Sunday, September 20, 2009

Sunday Evening

I went to my old homegroup this morning and decided it needs to be my homegroup again. It was then, it is now, and maybe, possibly probably always will be. I have not been there for over a year, but when I walked in, I felt as thought I had not been gone at all. It was so good to see my old friends and to be seen by them. Oh, what wonderful friendships we develop in Alcoholics Anonymous.

The group I have been calling my homegroup is a good group. But although I have been going there for 15 years, I never have felt that I am really a part of it. Which is really quite odd since most of the members now have been sober much less than 15 years... I have left the group from time to time... I will continue to go there, but it is clear to me after this morning where my heart is. I am grateful to know this and to be able to be true to myself.

I took a lovely trail run this afternoon. It was way too hot for running - in the 80ºs, so it was challenging, but it was a lovely 3 miles. I took the above photo with my phone.

I am extremely tired now. I totally ran out of energy after my run this afternoon. I have a spinning class at 6 a.m. tomorrow, so I better get myself to bed.

Life is so incredibly good when you are sober.

11 comments:

Willa said...

...and trudging the path of happy destiny!

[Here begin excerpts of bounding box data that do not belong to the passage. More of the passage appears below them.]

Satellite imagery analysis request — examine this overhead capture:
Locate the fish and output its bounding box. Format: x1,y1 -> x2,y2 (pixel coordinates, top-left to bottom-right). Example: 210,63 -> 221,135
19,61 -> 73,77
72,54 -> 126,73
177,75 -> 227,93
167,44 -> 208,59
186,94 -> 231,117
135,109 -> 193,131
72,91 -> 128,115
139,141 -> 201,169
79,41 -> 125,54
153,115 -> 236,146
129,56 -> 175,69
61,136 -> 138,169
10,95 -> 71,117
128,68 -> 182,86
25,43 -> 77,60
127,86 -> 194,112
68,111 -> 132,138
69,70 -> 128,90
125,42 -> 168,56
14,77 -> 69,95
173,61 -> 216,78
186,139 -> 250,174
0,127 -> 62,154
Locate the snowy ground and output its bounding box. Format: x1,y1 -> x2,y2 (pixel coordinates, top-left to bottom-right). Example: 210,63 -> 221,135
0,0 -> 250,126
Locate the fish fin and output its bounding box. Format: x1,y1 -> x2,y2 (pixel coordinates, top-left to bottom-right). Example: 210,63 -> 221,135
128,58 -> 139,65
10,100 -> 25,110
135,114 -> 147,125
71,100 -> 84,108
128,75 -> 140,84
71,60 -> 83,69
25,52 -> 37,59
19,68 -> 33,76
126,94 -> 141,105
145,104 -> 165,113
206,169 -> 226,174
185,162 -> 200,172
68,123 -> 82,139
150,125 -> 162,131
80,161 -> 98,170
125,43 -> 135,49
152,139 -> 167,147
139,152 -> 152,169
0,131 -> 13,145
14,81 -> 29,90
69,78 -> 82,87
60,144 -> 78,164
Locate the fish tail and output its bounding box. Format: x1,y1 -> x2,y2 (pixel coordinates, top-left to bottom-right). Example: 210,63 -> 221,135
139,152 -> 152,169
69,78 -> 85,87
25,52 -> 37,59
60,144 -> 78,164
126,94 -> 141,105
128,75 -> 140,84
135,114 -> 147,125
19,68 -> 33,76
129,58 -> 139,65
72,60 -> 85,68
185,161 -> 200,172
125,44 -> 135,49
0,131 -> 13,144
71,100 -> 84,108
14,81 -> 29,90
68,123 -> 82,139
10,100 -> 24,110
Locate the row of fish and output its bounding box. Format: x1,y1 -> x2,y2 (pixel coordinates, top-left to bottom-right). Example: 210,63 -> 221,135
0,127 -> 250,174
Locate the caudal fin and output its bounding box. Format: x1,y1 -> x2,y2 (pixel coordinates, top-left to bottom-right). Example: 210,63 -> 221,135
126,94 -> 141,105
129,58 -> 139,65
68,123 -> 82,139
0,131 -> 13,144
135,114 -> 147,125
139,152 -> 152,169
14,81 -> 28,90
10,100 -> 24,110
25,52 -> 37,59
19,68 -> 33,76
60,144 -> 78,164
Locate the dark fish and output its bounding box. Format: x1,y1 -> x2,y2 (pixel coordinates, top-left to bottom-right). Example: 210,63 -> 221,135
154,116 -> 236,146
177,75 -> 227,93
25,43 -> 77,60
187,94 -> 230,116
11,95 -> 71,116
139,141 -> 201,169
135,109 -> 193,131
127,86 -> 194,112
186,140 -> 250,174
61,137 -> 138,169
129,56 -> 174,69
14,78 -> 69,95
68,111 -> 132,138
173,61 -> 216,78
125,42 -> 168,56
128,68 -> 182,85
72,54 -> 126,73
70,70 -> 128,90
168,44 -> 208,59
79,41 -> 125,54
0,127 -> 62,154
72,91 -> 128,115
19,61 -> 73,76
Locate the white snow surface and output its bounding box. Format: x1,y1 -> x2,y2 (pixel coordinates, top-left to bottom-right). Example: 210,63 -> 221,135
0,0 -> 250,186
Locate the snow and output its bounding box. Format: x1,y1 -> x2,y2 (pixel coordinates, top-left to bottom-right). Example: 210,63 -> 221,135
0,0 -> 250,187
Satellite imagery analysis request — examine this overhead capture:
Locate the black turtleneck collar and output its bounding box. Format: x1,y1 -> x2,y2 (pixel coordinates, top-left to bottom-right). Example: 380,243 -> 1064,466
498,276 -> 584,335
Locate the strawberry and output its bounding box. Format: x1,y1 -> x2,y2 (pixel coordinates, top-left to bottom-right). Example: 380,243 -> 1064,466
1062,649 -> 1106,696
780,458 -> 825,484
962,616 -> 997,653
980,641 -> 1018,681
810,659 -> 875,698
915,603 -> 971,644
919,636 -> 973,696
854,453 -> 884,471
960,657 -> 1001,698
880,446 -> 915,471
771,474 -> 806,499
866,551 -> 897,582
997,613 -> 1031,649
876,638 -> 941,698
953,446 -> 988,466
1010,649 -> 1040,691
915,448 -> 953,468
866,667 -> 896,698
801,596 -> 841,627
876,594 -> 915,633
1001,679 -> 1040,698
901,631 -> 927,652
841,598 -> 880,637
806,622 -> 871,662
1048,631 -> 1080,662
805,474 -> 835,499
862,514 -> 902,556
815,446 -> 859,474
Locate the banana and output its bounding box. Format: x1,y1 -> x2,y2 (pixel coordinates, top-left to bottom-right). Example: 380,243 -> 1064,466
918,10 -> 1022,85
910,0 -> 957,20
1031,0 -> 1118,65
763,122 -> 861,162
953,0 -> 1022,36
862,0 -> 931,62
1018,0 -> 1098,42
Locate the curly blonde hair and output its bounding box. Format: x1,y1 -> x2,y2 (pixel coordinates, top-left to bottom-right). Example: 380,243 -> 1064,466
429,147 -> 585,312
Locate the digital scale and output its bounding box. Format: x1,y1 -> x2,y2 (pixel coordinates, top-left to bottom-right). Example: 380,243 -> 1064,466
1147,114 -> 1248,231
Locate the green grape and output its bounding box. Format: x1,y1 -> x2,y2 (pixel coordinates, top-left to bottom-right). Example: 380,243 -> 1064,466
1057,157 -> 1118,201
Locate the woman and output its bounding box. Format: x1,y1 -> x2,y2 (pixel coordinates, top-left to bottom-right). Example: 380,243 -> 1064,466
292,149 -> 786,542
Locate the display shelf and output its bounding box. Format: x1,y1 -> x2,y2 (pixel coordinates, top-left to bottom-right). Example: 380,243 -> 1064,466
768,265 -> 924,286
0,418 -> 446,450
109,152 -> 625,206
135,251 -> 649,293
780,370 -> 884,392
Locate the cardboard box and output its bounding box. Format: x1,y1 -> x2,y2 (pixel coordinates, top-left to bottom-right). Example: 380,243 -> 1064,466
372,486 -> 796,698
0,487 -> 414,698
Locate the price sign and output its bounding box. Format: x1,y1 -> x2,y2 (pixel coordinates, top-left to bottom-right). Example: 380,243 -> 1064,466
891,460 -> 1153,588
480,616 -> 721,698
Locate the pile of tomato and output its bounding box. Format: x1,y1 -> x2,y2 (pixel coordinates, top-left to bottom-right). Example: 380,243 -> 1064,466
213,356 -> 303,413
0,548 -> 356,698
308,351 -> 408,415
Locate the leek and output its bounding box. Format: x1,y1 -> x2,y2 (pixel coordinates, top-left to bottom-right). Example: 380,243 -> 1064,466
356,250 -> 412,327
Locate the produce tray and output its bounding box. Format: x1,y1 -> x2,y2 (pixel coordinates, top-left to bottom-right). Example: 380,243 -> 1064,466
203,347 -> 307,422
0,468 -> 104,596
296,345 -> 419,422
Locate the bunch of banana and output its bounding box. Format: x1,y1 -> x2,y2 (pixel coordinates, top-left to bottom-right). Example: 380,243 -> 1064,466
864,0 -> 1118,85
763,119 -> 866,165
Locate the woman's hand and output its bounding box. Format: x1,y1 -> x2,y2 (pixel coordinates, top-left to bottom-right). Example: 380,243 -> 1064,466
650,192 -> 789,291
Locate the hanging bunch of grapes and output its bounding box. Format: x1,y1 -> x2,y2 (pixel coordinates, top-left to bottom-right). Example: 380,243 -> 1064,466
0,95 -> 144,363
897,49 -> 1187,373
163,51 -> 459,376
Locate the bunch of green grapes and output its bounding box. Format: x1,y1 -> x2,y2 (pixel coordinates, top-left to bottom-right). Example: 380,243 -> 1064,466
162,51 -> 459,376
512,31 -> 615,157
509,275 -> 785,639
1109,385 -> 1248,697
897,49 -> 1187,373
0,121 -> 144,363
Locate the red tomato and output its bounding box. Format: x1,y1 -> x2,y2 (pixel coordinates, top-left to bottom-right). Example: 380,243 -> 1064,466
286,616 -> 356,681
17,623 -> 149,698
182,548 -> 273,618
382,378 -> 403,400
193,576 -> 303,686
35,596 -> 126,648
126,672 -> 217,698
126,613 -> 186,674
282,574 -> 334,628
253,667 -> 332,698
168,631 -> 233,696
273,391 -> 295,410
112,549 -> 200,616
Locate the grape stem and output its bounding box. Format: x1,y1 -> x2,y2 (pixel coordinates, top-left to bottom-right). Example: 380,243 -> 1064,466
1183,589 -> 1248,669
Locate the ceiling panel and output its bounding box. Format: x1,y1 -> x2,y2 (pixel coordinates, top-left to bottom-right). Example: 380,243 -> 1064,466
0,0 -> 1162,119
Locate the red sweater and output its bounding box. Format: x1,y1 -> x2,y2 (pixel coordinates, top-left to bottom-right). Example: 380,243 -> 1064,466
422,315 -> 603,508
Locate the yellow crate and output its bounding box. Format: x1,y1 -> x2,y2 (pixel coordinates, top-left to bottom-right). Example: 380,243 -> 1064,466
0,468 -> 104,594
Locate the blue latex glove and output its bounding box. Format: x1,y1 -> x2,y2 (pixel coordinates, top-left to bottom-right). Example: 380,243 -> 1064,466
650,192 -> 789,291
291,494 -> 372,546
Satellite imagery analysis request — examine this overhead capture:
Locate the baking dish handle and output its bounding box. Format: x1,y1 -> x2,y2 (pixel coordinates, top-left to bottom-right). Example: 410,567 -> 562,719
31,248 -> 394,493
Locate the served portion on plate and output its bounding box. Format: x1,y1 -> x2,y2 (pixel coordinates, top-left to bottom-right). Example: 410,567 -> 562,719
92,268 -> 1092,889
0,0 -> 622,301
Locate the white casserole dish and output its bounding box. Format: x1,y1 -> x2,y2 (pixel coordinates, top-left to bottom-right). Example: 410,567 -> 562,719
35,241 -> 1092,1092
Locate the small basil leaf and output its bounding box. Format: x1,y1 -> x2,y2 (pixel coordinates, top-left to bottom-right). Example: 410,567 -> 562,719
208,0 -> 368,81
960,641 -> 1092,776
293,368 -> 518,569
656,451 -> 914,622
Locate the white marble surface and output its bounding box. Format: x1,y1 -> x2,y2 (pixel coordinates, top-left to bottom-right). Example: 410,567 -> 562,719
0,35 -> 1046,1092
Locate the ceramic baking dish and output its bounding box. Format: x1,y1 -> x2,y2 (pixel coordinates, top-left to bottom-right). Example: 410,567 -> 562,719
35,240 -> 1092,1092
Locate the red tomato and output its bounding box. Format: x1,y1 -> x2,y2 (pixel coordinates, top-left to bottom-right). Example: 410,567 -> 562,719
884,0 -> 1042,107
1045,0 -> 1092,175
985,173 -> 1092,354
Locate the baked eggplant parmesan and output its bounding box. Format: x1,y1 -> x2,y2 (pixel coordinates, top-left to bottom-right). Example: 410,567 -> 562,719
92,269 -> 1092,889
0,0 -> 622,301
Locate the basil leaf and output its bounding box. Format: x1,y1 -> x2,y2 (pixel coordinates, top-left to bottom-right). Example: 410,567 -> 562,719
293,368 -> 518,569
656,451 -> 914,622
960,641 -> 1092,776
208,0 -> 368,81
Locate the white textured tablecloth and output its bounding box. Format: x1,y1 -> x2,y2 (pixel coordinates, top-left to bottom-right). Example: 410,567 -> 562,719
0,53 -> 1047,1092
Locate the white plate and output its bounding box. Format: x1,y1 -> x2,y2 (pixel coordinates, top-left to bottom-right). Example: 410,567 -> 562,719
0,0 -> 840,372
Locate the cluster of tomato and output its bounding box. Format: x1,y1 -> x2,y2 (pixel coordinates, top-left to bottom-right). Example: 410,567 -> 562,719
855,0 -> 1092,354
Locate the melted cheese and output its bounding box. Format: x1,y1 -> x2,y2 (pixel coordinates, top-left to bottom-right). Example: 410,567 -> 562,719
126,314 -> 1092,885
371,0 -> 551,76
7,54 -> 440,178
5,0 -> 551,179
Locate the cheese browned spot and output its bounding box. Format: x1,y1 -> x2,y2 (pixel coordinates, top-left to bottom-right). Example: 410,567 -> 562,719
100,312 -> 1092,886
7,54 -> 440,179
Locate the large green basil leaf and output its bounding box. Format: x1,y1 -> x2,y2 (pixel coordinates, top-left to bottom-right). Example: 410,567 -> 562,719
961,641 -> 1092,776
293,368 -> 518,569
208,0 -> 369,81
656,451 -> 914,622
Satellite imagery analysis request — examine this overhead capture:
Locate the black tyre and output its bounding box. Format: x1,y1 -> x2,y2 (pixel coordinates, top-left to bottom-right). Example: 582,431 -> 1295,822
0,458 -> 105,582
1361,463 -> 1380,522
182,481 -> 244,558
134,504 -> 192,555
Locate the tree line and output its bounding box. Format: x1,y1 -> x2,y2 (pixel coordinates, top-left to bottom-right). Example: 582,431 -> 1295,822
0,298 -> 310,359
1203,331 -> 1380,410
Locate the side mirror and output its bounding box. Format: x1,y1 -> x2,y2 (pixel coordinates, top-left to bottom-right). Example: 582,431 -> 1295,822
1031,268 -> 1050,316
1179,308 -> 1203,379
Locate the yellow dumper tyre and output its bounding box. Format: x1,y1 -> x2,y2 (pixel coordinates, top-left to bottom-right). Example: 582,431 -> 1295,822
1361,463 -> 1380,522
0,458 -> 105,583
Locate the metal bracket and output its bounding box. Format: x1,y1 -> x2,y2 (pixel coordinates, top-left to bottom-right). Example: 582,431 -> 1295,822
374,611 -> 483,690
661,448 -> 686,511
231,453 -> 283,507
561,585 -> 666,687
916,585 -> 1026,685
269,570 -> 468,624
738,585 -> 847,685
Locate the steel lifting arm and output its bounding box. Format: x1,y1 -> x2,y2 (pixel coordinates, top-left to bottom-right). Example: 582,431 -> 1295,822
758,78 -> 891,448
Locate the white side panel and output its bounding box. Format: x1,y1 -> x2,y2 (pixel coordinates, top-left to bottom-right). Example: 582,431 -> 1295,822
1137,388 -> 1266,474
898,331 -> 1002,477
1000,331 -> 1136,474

My homegroup right now...when I am no longer the GSR...maybe I will look for something different...

dAAve said...

cooler temps approach

Mike Golch said...

Amen!

Scott W said...

It is entirely too late for me to be here, so I am going to bed.

Ed G. said...

Glad you found a home. I hope you have one as long as you need one...

Blessings and aloha...

Enchanted Oak said...

Loved your one-word comment on my post about gophers: yikes.
I ran it by my sponsor before posting it because it was rigorously honest about my less-than-humane side. She said she'd had the same experience herself with 25 years of sobriety, and was surprised at the vindication a gardener feels about victory over a garden pest. You're right: it's a "yikes" kind of thing.
About home groups: My first sponsor told me when we moved away that we would never forget or replace our first true homegroup. It has taken 10 years to settle in with a new homegroup. Something about being "at home" with others, it's unusually strong, and rare too.

garden-variety drunk said...

I love the picture and the image of walking the path that's been blazed before us.

Lou said...

Spinning is fun..in a perverse, punishing way.

Pammie said...

That trail scares me.
I really don't know what spinning is, although I pretend to so as not to appear un-cool.

Gin said...

Lately I haven't been any good at blogging at all...whether it is morning or night. I am glad you found your home HOME group again.

Syd said...

I really like that trail. The trail that you are on sounds to be straight and true.